I wanted to know everything about everything. I finally stepped out of the bubble, started exploring for myself and learned that the world is an amazing place. I saw that there was so much to know and learn about it and the human species. So much to learn about our behavior and habits as social beings.
I need to understand how and why these behaviors are constantly manipulated and how they are used to move entire sections of society. I wanted to learn more about how we are socially engineered on a mass scale and why anyone would want to corrupt the most brilliant social experiment on the face of the earth.
I wanted it all.
I started learning about political philosophy and life itself. I mixed everything I read with my own life experiences and then started to understand why someone would want it all for themselves.
I started to understand why a group of people would eventually want to take it all for themselves and turn the rest of us into their slaves. Leaving us all ultimately unable to change the national decision making process by neutering the power of our entire political system.

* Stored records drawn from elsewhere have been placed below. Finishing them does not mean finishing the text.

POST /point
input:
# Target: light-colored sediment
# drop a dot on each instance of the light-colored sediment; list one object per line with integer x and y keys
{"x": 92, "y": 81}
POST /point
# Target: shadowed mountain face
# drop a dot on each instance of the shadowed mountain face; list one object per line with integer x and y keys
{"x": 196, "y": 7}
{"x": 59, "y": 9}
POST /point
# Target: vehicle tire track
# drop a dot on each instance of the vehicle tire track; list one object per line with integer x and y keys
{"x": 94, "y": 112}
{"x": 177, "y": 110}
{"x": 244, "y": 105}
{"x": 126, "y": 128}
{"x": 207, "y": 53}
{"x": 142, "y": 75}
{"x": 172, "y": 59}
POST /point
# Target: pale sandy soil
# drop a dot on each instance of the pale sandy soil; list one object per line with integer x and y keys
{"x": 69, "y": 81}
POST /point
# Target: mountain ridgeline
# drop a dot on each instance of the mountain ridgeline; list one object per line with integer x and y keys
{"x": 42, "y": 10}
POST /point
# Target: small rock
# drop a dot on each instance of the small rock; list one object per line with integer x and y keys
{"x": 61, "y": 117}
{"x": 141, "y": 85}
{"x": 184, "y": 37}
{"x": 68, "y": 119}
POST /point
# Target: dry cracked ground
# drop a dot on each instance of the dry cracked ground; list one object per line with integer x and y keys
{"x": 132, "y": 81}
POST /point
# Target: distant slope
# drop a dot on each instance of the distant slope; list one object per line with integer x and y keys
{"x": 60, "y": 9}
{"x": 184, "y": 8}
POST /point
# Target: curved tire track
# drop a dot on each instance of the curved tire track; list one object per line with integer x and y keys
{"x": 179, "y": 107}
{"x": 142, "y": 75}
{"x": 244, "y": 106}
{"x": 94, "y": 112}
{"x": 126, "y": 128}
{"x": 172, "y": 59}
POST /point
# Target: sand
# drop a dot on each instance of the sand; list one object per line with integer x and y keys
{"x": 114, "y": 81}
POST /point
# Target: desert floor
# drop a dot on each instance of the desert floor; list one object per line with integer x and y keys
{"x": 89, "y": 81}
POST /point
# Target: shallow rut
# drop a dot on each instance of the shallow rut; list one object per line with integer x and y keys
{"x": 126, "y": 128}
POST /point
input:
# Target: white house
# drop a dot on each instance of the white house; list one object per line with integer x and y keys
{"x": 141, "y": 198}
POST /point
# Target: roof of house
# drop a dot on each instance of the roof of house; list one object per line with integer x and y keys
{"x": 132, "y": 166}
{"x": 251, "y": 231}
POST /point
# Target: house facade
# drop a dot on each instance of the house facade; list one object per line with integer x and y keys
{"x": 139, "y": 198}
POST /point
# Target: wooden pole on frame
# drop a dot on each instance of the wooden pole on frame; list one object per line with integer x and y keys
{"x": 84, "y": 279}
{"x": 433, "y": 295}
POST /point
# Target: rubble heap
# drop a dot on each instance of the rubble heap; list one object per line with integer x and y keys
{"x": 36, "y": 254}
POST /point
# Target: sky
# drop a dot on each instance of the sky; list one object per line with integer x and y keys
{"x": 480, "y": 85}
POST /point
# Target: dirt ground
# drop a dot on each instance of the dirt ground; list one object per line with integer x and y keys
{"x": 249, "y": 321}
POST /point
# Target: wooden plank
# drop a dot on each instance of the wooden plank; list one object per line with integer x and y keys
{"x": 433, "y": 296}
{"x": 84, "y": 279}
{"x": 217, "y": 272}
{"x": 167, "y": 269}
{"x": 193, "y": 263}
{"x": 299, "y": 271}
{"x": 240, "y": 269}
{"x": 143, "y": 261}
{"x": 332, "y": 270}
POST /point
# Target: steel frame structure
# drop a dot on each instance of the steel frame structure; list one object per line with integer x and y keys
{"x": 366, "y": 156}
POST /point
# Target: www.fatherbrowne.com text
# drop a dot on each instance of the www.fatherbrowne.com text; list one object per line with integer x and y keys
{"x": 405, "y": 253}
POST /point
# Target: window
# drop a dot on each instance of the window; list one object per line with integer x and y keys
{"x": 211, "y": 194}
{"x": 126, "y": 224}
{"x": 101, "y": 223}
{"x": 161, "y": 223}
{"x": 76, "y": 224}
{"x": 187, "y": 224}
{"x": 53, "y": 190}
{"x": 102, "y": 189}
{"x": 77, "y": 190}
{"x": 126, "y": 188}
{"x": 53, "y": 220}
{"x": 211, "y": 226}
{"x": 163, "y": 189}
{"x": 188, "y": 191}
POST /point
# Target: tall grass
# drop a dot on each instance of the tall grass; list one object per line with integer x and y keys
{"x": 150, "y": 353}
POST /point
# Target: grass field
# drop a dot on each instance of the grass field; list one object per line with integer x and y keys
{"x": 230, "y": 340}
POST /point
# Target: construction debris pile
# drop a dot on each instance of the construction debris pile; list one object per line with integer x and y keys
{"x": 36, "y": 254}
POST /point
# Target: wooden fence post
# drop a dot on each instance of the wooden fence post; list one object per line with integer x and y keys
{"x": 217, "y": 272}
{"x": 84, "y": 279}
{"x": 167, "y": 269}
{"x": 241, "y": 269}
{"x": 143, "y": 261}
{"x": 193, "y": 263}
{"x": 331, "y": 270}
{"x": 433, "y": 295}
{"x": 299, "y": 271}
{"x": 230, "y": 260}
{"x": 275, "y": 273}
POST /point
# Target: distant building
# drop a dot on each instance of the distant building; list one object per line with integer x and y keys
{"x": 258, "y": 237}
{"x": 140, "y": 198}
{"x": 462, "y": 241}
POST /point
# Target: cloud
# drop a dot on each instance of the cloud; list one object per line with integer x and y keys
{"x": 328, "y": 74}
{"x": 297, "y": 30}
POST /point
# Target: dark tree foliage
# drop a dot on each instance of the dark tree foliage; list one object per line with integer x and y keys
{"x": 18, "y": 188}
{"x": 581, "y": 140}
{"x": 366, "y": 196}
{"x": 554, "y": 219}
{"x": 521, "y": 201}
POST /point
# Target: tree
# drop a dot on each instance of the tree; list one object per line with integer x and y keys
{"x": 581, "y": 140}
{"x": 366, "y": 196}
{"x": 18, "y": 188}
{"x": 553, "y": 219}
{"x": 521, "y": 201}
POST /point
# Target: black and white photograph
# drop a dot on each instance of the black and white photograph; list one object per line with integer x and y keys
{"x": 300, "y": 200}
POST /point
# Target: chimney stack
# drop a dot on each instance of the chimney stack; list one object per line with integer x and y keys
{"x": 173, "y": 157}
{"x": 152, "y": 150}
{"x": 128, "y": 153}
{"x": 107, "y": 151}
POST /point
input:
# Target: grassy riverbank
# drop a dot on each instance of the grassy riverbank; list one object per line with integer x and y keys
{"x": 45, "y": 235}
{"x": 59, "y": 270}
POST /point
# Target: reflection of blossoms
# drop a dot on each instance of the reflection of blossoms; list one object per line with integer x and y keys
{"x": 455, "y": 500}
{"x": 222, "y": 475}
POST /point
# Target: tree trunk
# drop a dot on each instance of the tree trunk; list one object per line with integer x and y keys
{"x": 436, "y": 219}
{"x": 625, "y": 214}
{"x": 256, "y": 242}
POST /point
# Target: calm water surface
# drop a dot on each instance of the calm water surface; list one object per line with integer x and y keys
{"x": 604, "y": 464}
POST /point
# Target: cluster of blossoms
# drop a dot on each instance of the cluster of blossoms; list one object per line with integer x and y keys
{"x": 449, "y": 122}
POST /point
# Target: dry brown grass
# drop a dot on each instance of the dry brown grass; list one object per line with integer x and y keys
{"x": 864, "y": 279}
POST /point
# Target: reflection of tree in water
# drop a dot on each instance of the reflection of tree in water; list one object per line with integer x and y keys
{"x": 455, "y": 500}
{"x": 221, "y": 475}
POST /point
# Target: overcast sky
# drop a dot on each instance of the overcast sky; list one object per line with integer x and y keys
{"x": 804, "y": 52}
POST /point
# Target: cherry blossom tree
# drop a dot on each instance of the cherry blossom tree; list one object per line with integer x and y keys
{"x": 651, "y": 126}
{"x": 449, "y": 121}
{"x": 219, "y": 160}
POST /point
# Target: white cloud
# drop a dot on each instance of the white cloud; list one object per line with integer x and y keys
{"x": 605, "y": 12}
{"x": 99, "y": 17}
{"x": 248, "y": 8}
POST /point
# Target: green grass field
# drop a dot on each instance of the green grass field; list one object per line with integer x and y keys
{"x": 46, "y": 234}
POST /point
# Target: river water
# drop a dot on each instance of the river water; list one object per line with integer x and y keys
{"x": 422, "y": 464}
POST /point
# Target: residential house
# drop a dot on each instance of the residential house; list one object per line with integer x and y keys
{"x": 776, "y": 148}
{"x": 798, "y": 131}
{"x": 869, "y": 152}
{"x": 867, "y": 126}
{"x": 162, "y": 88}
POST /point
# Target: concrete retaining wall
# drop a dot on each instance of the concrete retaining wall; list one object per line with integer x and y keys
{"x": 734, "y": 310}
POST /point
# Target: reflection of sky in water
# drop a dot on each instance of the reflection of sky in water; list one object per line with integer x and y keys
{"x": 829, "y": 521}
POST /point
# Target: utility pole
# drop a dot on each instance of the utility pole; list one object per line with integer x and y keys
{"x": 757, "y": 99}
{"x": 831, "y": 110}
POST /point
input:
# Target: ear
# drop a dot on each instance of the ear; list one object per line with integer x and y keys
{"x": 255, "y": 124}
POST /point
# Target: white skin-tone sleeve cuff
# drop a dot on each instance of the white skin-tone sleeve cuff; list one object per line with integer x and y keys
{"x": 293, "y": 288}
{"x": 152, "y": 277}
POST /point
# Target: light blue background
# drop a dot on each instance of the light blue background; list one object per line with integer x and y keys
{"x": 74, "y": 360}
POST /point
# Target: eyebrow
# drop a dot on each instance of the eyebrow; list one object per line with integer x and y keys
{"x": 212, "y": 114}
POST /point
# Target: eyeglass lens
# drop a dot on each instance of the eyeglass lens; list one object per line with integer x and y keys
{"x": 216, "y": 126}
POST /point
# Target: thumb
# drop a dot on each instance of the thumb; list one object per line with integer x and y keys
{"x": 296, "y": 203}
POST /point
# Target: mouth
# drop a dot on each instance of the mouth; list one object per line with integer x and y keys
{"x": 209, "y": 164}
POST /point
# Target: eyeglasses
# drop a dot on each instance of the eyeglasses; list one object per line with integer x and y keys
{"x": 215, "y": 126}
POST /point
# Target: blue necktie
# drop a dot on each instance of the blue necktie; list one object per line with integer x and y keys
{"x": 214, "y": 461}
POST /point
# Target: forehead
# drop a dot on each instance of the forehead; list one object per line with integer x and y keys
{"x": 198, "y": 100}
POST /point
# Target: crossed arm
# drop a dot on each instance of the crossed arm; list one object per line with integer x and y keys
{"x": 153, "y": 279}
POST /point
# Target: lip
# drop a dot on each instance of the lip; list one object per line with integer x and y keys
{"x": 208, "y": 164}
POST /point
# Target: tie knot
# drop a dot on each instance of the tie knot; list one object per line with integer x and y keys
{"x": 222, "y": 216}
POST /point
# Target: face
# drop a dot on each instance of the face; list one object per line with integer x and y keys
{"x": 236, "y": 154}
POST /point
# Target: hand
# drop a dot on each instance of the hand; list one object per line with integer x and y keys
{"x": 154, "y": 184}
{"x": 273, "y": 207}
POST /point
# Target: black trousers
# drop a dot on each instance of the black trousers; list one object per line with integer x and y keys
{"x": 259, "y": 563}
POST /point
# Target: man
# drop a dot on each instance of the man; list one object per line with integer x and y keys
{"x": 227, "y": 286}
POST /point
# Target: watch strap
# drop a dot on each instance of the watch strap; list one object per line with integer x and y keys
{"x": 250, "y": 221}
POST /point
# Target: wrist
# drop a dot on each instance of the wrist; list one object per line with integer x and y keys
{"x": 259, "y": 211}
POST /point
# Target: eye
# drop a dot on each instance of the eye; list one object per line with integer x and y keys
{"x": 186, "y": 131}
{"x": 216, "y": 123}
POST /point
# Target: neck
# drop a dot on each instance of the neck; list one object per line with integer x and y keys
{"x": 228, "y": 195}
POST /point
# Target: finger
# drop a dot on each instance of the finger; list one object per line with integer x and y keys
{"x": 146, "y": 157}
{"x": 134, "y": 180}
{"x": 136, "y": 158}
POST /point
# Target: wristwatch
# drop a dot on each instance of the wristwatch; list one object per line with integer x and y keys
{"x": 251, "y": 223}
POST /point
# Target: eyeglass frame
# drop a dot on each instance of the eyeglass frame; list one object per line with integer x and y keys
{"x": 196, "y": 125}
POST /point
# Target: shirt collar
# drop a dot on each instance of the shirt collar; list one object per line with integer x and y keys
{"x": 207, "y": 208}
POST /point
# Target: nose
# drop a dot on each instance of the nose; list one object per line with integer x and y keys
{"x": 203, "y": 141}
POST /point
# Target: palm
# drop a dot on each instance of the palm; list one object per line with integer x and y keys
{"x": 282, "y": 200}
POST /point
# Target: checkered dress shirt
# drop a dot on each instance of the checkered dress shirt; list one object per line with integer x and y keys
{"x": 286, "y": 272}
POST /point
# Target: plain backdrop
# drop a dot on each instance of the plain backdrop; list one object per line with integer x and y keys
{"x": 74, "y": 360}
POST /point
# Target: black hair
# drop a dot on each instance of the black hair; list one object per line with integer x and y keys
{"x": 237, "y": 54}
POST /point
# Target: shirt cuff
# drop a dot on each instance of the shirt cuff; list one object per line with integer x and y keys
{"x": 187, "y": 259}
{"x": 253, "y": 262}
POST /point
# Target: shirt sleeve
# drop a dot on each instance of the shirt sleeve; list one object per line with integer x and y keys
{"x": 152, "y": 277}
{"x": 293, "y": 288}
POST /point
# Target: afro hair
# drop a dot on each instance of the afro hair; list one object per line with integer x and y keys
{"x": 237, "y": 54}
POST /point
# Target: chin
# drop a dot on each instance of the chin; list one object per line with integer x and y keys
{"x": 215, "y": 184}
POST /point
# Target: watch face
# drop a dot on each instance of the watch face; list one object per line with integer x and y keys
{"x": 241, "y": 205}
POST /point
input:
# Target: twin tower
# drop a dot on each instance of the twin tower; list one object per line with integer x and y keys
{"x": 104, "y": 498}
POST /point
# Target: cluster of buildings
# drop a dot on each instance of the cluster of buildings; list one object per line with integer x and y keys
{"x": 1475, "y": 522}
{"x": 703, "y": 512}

I saw how both of the political parties had corrupted the entire system from the inside out, and how they desensitized everyone to politics as a whole. I discovered a religion of government being built right underneath our noses and that we were falling for it hook line and sinker. I saw that it was more of a battle to protect their power than to govern under the constraints of the constitution. Or even under the pretense of protecting the people.
I saw corporations greasing the wheels of a political machine that runs the vehicle of progress that is America. I watched them pervert the word progress as a whole and dictate the entire premise of any debate.
I began to see their master plan and started to wonder when they would finally pull the rug out from under all of us. When they would have enough leverage to pull the cloak over the entire country and finally flip the switch.
I wondered if we even had a chance to stop and turn things around. Whether we even had a chance to save the country I had fallen in love with all over again.
I’m still a liberal at heart
In the truest sense of the word I am a liberal. I believe in maximum freedom and limited government. I believe in personal accountability and even used to call myself a liberal until I realized how badly the word had been bastardized.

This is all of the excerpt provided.